6 mm in diameter discs. These discs impregnated with different extracts were placed on the agar plates already inoculated with fungal spores. Amphotericin B was used as positive control or reference standard drugs for comparing the sensitivity of the test extract. The plates were incubated at 37 °C and examined after 48 h for zone of inhibition, if any, around the discs. 9 The values were recorded with the average (mm) of two diameter measurements per disc taken in two directions, roughly perpendicular. The different fungal species was grown on Sabouraud Dextrose agar plates at 37 °C for

96 h. The different wells of culture plate were inoculated with 10 μl of spore suspension containing 100 ± 5 spores. The plates were incubated at 37 °C for 10 h and then examined for Montelukast Sodium spore germination under inverted microscope.

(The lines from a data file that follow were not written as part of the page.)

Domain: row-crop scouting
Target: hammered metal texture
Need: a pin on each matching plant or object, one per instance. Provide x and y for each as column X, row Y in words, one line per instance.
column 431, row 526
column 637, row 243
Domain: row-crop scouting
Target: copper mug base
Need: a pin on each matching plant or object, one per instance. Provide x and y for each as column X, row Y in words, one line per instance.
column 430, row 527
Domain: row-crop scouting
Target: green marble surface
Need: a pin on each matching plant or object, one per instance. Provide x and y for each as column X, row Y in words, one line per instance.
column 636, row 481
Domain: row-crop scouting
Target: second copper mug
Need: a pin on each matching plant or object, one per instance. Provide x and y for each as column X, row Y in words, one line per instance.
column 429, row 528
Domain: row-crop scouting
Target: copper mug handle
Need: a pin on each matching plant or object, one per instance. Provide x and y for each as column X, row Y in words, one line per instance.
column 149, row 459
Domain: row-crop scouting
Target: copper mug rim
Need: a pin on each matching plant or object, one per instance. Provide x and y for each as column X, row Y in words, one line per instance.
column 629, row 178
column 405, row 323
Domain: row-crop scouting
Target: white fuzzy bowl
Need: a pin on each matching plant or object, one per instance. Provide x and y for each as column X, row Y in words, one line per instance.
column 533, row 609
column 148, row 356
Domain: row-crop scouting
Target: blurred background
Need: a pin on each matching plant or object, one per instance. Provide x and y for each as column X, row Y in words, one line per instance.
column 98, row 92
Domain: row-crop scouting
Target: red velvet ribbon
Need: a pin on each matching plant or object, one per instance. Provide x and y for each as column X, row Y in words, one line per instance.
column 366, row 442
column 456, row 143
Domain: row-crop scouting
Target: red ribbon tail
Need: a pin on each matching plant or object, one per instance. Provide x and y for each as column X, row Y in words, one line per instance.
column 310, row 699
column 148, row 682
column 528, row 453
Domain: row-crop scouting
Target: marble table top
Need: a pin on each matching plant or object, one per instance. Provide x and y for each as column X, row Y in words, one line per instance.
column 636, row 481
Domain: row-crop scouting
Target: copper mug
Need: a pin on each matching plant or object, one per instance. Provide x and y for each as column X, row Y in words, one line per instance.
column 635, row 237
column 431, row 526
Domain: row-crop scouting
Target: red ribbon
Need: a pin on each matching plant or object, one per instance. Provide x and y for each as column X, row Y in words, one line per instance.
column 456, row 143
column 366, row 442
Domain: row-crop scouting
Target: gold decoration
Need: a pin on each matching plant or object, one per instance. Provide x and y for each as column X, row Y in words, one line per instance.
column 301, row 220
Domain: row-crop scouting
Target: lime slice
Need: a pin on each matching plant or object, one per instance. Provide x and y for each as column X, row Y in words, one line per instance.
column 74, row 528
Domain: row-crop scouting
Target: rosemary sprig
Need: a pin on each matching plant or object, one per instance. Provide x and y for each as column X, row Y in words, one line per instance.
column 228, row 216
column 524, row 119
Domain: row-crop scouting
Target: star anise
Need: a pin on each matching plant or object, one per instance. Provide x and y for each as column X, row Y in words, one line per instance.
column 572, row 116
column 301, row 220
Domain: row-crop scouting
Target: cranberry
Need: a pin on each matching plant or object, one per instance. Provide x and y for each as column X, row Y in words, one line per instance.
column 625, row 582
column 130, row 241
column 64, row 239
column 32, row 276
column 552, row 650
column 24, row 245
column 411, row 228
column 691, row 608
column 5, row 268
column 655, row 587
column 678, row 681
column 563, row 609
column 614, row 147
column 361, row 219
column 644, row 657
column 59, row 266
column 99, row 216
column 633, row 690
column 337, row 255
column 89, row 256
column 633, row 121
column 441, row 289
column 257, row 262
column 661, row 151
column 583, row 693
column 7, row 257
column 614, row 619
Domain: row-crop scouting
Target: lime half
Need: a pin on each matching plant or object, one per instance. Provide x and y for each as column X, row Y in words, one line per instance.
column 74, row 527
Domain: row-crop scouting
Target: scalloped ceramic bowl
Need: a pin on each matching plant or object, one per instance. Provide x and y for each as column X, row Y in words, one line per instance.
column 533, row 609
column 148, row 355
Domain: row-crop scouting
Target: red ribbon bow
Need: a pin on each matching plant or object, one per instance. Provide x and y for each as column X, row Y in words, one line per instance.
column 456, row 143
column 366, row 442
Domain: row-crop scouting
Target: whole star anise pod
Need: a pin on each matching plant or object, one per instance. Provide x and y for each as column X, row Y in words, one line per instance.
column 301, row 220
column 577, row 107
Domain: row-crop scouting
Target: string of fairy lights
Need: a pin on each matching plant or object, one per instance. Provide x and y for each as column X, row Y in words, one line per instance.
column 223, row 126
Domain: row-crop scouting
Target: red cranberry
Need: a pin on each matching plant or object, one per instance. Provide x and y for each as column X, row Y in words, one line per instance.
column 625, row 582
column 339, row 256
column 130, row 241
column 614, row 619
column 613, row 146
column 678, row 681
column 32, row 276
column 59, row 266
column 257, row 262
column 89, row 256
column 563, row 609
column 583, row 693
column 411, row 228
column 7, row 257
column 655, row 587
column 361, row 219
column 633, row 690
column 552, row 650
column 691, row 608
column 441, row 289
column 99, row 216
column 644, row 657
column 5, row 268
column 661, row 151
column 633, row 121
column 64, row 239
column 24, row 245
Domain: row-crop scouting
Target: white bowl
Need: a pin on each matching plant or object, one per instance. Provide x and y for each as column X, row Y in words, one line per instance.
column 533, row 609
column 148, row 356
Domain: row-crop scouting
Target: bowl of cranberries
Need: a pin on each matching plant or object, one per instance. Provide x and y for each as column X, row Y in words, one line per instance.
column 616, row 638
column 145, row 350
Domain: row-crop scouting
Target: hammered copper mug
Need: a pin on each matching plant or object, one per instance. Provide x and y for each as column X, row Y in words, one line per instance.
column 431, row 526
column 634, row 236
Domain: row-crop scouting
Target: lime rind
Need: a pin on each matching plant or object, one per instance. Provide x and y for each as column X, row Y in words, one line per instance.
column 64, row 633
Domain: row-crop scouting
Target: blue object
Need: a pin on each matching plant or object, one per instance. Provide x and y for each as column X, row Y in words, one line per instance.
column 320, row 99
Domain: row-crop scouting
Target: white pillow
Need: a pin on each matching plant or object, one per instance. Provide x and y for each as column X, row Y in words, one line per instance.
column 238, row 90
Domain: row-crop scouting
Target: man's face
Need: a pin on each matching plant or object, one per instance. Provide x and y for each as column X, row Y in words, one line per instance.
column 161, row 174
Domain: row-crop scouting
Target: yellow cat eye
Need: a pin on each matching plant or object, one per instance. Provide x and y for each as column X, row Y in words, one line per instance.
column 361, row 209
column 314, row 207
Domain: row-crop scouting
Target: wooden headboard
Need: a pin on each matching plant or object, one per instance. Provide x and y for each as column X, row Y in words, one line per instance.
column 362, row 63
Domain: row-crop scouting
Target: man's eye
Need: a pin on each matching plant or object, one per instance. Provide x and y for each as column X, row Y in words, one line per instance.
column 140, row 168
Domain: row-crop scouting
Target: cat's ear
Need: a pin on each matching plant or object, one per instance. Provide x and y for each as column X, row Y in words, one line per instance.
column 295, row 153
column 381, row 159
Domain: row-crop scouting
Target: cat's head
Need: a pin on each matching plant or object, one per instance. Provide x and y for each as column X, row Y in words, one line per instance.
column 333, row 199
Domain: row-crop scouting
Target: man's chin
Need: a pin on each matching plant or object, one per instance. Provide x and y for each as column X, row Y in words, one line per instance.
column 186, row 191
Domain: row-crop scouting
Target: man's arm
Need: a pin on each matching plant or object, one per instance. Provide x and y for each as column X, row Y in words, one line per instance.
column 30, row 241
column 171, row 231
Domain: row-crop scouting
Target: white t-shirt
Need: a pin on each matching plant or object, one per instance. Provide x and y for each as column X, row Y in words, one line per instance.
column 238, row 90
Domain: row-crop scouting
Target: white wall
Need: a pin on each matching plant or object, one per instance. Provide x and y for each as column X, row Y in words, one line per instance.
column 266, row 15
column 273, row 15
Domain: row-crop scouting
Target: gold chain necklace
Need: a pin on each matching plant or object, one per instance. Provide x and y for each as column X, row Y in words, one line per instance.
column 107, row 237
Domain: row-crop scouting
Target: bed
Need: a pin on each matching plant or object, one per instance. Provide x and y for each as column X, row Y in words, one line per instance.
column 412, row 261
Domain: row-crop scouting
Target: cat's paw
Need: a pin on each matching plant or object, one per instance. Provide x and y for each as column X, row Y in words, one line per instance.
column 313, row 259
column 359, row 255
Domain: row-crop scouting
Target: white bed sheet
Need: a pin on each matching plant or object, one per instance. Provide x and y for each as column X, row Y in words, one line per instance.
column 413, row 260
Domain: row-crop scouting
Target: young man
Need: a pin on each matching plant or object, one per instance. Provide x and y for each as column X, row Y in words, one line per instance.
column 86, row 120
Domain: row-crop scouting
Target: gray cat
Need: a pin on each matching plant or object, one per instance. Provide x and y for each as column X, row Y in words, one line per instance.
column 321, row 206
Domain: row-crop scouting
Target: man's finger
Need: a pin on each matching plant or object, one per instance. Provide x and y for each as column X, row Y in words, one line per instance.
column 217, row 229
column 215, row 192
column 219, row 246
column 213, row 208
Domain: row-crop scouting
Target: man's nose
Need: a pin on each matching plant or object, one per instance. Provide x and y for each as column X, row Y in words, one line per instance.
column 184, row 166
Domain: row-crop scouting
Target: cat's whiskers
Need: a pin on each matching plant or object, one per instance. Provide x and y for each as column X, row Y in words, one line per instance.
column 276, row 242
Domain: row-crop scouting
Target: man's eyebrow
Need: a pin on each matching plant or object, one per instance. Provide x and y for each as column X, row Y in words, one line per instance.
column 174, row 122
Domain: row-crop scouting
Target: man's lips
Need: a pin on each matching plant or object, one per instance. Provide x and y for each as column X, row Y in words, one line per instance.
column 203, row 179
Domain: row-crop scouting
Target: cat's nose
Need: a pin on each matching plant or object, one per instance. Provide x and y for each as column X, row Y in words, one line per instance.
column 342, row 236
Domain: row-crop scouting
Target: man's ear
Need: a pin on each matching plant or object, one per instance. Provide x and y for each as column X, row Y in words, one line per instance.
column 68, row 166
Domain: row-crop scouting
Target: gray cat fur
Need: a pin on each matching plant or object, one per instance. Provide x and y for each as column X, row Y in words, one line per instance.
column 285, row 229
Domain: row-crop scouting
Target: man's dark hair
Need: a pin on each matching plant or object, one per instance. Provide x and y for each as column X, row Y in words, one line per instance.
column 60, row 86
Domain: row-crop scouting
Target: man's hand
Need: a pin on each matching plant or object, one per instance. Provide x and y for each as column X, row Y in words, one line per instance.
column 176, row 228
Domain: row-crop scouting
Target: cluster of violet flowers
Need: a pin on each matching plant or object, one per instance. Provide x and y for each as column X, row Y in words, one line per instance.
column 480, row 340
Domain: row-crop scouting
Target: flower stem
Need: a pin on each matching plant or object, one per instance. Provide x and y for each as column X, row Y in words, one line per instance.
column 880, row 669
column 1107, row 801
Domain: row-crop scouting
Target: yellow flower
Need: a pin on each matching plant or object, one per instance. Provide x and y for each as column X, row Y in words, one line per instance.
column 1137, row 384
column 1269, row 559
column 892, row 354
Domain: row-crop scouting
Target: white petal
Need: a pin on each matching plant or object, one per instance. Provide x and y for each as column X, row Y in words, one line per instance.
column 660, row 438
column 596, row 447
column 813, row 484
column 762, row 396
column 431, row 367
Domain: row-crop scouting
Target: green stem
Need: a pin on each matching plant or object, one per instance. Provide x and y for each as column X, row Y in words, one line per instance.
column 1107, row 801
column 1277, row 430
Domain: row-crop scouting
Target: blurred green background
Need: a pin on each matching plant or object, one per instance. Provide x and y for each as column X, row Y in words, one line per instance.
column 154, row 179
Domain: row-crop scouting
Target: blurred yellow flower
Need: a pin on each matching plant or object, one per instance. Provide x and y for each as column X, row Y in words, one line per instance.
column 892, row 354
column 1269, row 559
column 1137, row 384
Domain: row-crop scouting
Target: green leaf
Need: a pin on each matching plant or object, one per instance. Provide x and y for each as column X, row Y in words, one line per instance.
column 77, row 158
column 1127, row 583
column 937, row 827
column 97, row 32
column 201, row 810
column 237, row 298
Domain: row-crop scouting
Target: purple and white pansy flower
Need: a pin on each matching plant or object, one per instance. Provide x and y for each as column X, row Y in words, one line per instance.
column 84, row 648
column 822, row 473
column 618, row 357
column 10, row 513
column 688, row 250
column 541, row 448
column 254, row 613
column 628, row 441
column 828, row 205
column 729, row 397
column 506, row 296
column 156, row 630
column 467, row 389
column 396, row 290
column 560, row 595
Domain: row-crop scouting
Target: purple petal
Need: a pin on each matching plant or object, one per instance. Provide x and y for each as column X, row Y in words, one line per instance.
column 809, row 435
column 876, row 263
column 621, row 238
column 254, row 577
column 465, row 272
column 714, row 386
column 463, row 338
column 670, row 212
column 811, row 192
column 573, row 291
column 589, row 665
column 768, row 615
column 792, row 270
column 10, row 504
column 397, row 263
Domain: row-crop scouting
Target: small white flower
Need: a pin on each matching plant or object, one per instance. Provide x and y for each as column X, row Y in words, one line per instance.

The numbers of germinated and non-germinated spores were counted and the Percent Spore Germination-Inhibition (PSGI) was calculated using following formula: PSGI=100−No.ofsporesgerminatedindrugtreatedwellNo.ofsporesgerminatedincontrolwell×100 The activity of the preparation was represented as the MIC90 which inhibit the germination of spores in the range of 90–100%. The lowest concentration of the tested extract which results in 90% inhibition of germination of spores in the wells was considered as MIC90.12 Crude extracts were prepared using Soxhlet extraction and aqueous extraction methods. Percent yield of Soxhlet based plants extract varies from 0.80 to 5.77%. Percent yields of petroleum ether and chloroform extracts of plant leaves was found to be in the range of 0.80–2.98%. Percent yields of acetone, methanol and water extract were found to ranging from 2.87 to 5.77. Total ten different plant extracts were prepared from ten plants using distilled water (Temp 25 °C). Percent extract yield of these plants extracts varies from 7.